Das Erbrecht ist, wie viele bedeutende Teile des Zivilrechts, nicht in einem eigenen Gesetz, sondern im Bürgerlichen Gesetzbuch (BGB) geregelt. Das fünfte Buch des BGB mit den Paragraphen 1922 bis 2385 beschäftigt sich in ungewöhnlicher Breite mit allen Aspekten des materiellen Erbrechts:

  • Abschnitt 1 (§§ 1922 bis 1941) – Erbfolge
  • Abschnitt 2 (§§ 1942 bis 2063) – Rechtliche Stellung des Erben
  • Abschnitt 3 (§§ 2064 bis 2273) – Testament
  • Abschnitt 4 (§§ 2274 bis 2302) – Erbvertrag
  • Abschnitt 5 (§§ 2303 bis 2338) – Pflichtteil
  • Abschnitt 6 (§§ 2339 bis 2345) – Erbunwürdigkeit
  • Abschnitt 7 (§§ 2346 bis 2352) – Erbverzicht
  • Abschnitt 8 (§§ 2353 bis 2370) – Erbschein
  • Abschnitt 9 (§§ 2371 bis 2385) – Erbschaftskauf

Daneben gibt es noch einzelne Vorschriften in anderen Regelungskomplexen, die ebenfalls ins Erbrecht ausstrahlen, bspw. § 1371, der den Zugewinn unter Ehegatten im Todesfall behandelt.

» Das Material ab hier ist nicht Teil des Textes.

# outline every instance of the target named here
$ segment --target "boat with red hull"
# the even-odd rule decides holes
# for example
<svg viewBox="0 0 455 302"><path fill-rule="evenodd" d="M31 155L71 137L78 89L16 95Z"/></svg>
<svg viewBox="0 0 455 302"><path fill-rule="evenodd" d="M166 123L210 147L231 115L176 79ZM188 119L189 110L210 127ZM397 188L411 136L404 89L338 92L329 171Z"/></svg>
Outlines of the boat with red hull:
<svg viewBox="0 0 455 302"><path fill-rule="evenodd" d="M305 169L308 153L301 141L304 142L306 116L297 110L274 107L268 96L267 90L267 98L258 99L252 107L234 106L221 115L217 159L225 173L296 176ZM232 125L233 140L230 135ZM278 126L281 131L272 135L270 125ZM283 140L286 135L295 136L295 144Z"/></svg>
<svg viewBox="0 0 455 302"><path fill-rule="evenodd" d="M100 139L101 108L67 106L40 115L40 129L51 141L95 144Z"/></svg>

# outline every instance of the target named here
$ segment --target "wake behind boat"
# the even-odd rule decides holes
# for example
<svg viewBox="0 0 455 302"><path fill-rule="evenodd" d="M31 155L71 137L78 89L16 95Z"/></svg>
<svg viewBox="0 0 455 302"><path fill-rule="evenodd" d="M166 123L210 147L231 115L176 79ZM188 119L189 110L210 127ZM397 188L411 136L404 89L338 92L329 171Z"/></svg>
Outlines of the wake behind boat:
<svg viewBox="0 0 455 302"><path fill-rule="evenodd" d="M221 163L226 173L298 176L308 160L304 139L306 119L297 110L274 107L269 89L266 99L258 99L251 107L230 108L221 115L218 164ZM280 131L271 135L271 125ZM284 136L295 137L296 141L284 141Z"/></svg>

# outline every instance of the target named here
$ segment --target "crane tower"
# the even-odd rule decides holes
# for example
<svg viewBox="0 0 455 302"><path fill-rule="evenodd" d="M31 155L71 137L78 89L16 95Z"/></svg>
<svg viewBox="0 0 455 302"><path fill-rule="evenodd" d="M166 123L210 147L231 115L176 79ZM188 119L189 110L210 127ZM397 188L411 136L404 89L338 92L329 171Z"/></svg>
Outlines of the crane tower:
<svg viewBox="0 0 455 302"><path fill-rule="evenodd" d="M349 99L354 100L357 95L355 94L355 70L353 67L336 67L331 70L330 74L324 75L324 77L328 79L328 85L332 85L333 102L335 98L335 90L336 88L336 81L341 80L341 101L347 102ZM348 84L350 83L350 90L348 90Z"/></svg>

In prozessualer Hinsicht gibt das Gesetz über das Verfahren in Familiensachen und in den Angelegenheiten der freiwilligen Gerichtsbarkeit (FamFG) das Verfahrensrecht gewisser erbrechtlicher Auseinandersetzungen, einschließlich Spezialregelungen über die Testamentseröffnung und das Erbscheinsverfahren, vor (§§ 345 bis 373).